Friday, March 6, 2009

Who Needs Bad Girls?


Konkona Sen Sharma in a white kurta does a contented morning stretch in bed.

She has just woken up after a night of sex with her new love, Farhan Akhtar. This is a scene from Luck By Chance. In Fashion, a not-so-happy Priyanka finds herself in bed with a black man after a night of debauchery. In Dev D, Paro is eager for a romp in the hay in the Punjab fields.

The leading ladies of today are not exactly breaking into a sweat about sex. The virginal heroines, who would blanch, sulk or feel insulted, if you so much as suggested sex-before-marriage, has packed up her goodie-two shoes. Today, it is acceptable and not immoral or bad for her to have sex. She’s ready for reality.

The ghost of the “cabaret” (ugly connotations there) dancer is being laid to rest. Lay a wreath on the image of a heavy-eyed ‘Silk’ Smitha laying it on thick on a hot-blooded Kamal Haasan. There are no bad or good girls in films anymore.

Ketan Mehta, who had famously stirred up a bunch of mirchi women to fight off a powerful lecher, agrees sexuality is not an issue for heroines anymore. “The value systems have changed dramatically. Films are showing what is happening around us. Women are getting liberated and this process is carried forward in films.” Ketan may not be a rabble rouser for women’s rights but his films seem to revolve around the persona of the spirited woman. Be it the controversial Maya Memsaab or his more recent Colours Of Passion, where he delves into the debatable choices made by a woman. This biopic on Raja Ravi Varma also tackles the obscenity case filed against the artist for his nudes. And, Ketan explores the nude model’s “choices” in this film.

In the world of Indian cinema, there were good and bad girls. To the extent, they even had virgin treetwalkers. In Rakesh Roshan’s Bhagwan Dada, Sridevi gets her clients so punch drunk they hit the sack without her.
If she was not playing virgin, the heroine was just an arm candy wearing the most revealing outfits and mouthing regressive lines. You had to be a cigarette-puffing, glass-tippling woman or belong to the Mahesh Bhatt/Life In A Metro camp to play bold roles.

But today, darling of the masses, Rani Mukherjee crosses the laxman rekha of her marriage (however excruciating it maybe) to have a steamy session in a hotel room with her lover, Shah Rukh!

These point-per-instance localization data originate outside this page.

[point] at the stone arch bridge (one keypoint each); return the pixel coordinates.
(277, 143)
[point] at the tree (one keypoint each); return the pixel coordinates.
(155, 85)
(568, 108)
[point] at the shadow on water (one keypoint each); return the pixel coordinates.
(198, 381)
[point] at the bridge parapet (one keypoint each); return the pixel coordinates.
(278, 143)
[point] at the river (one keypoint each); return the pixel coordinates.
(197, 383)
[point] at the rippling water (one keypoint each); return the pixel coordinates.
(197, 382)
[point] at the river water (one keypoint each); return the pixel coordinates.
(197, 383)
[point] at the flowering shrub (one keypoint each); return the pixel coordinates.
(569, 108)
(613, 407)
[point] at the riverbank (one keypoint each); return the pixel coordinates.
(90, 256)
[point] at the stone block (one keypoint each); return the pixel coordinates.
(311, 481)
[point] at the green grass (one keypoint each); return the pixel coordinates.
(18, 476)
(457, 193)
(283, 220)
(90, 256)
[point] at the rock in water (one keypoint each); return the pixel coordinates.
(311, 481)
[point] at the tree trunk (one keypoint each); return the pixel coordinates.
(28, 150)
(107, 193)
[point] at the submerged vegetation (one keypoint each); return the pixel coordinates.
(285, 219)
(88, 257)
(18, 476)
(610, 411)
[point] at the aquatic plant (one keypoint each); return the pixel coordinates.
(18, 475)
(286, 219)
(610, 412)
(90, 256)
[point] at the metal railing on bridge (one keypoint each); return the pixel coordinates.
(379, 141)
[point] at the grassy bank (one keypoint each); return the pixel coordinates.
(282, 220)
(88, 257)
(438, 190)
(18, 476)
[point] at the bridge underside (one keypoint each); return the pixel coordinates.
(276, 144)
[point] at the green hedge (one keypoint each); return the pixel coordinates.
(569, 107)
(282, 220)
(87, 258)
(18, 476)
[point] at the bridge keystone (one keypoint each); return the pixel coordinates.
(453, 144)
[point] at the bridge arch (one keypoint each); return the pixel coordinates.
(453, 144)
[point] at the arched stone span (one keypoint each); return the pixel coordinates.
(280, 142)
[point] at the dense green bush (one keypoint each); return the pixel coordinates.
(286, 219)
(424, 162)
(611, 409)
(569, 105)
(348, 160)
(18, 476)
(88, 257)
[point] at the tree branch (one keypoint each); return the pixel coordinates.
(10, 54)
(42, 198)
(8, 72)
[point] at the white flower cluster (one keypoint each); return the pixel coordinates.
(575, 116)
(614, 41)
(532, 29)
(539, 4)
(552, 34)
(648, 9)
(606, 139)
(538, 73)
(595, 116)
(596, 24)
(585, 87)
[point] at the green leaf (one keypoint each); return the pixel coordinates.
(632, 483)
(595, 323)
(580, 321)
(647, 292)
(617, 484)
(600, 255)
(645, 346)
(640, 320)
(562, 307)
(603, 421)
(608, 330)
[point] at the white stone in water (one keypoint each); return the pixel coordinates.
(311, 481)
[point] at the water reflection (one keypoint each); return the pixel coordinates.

Hindi cinema is yet to handle a hands-on adult scene, states actor Mita Vasisth, currently working on her debut directorial venture. She says, “They are always missing the point and are still making a big fuss about kissing scenes. We are coy about adult love and kissing.” Back in the late 80s and early 90s, Mita did two nude scenes for Mani Kaul’s Siddeshwari and Kumar Sahani’s Kasba. Back then, people assumed she was being misguided.

But Mita points out, “I knew what I was doing. To me the business of body is sublime and not a cutesy cutesty affair. The scene was beautifully shot and blended with the film.”

Adult love was handled best in Chak De India in recent times, she says. “One of the girls in the team goes off with her boyfriend on a night out. The other girls are envious of her. What’s more, they do show her in bed with the boy, the next morning. It was a refreshing take. There was no let’s play dark room.” Choosing sex before marriage remains an aberration in cinema today. Even in Fashion, Priyanka is seen hopping into bed when she is on a downslide, she points out.

Kollywood actor Sonia Agarwal blames these stereotypical images of women on “imagination” rather than realism. “Girls who wore short skirts were bad and the one who wore sari was good. But, I believe, Bollywood has changed and things are not so black and white anymore.” However, Kollywood, she feels, still has a long way to go to catch up with her Hindi cousins. “Men here are still hankering after sari-clad and gajra-decked up virginal wives,” she says, and that’s reflected in our films.

Sonia herself has done what is considered to be bold in 7G Rainbow Colony, where she has premarital sex. Strangely, no eyebrows were raised though it was her most noticed role. She says, “I guess that was because it was a natural scene and part of the script,” she reasons. Guess we need to big goodbye to Indian celluloid’s bad girl for good!